Der Frühling ist für mich jedes Jahr ein kleines Wunder. Plötzlich sprießt es überall. Knospen platzen auf, als könnten sie es selbst kaum erwarten. Die Sonne gewinnt an Kraft. Menschen sitzen wieder draußen. Die dicken Jacken verschwinden langsam im Schrank. Man hört wieder Lachen im Freien, sieht Fahrräder, die aus dem Winterschlaf geholt werden. Alles wirkt leichter.
Und ich merke, wie sich auch innerlich etwas verändert. Mehr Energie. Mehr Lust, Dinge anzupacken. Mehr Optimismus. Als hätte nicht nur die Natur, sondern auch ich selbst einen Reset bekommen.
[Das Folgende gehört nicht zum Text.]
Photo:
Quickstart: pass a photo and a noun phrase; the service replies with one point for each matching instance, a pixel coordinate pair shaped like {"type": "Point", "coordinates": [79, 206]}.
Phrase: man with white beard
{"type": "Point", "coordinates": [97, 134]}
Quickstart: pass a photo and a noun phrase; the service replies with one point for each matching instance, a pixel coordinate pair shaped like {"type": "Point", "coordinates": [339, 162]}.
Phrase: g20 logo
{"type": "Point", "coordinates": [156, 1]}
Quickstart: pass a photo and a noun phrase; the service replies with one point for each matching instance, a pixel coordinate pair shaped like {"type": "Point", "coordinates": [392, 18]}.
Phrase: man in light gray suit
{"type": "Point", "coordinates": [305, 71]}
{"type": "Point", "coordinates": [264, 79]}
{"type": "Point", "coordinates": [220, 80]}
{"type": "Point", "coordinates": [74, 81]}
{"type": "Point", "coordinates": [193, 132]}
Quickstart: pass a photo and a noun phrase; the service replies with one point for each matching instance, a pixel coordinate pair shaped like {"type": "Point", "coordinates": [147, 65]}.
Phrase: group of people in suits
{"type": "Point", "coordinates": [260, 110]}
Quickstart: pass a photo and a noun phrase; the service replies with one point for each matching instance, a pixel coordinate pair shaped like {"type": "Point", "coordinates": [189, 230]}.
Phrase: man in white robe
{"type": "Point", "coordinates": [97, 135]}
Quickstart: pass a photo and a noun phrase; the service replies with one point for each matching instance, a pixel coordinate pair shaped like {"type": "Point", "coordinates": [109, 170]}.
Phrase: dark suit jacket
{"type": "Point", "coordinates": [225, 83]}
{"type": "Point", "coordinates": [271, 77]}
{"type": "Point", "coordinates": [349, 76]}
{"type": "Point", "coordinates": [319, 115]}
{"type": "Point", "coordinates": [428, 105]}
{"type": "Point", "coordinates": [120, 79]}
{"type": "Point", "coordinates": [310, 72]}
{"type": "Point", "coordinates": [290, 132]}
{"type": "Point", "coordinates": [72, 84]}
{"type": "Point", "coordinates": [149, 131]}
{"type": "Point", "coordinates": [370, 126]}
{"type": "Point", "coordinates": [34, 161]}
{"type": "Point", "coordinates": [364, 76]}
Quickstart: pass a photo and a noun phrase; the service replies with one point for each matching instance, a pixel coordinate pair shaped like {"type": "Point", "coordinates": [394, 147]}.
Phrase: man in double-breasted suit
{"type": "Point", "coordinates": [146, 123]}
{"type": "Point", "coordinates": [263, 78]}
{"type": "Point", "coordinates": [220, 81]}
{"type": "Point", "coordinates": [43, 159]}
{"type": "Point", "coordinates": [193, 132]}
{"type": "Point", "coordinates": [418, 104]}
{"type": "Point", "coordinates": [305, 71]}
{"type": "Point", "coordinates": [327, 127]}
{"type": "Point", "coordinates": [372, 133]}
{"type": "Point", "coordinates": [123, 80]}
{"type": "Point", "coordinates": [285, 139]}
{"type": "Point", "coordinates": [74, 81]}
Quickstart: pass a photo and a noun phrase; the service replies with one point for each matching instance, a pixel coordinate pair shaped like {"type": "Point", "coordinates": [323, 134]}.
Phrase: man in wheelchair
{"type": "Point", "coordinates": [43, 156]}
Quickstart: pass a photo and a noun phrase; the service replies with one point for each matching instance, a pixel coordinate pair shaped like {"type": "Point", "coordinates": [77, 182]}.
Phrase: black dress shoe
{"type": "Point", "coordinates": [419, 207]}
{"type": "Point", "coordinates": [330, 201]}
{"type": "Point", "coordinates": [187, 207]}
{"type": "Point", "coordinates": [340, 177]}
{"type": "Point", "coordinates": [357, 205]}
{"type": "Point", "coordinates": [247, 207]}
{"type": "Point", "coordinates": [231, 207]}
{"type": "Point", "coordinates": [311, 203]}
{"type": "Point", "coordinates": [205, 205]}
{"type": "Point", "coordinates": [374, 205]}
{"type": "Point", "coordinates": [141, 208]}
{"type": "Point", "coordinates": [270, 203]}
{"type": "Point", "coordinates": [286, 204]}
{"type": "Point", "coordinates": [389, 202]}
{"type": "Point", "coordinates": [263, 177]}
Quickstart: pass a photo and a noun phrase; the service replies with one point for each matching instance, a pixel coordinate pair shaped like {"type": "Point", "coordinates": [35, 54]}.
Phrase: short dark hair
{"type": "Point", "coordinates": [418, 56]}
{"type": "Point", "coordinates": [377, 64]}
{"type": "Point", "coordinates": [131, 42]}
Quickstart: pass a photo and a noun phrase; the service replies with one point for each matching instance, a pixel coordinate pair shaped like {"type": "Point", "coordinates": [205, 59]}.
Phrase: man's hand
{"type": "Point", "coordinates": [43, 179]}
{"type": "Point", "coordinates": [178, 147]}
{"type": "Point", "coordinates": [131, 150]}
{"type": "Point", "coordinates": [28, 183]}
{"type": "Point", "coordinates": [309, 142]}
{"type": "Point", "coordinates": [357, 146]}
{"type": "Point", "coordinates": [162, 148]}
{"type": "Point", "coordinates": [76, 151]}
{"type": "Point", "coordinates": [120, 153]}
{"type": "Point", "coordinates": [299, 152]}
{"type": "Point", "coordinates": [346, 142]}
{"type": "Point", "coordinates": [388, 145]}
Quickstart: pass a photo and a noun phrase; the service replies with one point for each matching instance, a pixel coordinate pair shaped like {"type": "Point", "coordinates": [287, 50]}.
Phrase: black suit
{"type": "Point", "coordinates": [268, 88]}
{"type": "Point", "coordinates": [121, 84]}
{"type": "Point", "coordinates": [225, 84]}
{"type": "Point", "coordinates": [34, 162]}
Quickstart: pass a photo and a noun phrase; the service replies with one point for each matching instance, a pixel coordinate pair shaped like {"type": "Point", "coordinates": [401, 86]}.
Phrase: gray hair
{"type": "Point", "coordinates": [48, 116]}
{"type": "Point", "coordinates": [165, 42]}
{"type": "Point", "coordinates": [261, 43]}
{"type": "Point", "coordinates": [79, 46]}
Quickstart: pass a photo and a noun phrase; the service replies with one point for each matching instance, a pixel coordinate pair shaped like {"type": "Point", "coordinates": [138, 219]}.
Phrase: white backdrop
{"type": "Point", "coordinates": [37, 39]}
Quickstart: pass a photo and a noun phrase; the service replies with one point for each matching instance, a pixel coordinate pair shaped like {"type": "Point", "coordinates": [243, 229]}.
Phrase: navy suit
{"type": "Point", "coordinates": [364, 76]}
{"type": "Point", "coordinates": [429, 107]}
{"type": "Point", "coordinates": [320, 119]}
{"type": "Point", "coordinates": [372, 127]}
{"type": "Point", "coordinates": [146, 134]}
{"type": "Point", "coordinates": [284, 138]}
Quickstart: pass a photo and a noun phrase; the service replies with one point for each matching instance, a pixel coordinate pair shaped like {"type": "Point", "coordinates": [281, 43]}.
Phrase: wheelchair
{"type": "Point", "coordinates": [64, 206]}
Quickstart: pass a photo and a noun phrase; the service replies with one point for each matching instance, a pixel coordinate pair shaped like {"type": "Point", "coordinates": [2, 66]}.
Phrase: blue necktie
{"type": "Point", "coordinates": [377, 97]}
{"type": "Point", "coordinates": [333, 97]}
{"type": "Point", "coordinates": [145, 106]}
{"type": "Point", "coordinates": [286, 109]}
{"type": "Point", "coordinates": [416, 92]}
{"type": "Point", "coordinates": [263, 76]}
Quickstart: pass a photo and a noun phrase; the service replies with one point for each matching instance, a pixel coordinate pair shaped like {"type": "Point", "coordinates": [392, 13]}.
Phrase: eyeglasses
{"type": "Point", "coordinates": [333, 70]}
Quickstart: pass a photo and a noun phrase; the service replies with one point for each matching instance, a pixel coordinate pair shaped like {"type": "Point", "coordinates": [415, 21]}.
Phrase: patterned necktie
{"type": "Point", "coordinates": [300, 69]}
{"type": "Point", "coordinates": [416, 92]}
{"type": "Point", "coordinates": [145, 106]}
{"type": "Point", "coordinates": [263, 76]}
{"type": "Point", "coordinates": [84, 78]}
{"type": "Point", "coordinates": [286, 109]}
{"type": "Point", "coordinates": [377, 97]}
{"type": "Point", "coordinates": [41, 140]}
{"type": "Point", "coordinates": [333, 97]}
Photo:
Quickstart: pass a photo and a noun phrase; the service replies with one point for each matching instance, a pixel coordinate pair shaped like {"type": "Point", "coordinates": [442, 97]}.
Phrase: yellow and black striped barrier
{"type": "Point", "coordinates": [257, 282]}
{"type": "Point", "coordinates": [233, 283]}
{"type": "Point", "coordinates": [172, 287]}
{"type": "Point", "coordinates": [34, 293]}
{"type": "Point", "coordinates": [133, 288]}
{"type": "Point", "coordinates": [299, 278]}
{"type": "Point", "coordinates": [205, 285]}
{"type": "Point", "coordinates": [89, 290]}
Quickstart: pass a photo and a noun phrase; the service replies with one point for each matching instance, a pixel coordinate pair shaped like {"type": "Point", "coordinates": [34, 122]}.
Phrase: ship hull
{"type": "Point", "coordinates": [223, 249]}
Natürlich weiß ich, dass im April noch einmal Schnee fallen kann. Dieser Gedanke schleicht sich immer wieder ein und versucht, meine Euphorie ein wenig auszubremsen. Aber ganz ehrlich, im Moment lasse ich mir das nicht verderben. Zu schön war dieses Vogelkonzert am Sonntagmorgen. Zu angenehm sind die acht Grad nach all den Minusgraden. Zu gut fühlt es sich an, die Heizung endlich so einstellen zu können, wie wir es brauchen.
Vielleicht war mein letzter Blogbeitrag also doch mehr als nur ein Ventil für meinen Frust. Vielleicht war er der kleine Anstoß, den es gebraucht hat. Für wärmere Räume. Für wärmere Temperaturen. Für ein bisschen Frühling im Herzen.
Wie geht es Dir gerade? Hörst Du auch schon die Vögel? Spürst Du dieses leise Kribbeln, dass sich etwas verändert? Oder traust Du dem Ganzen noch nicht so recht?
Ich für meinen Teil genieße diesen akustischen Lichtblick. Und hoffe, dass er nur der Anfang ist.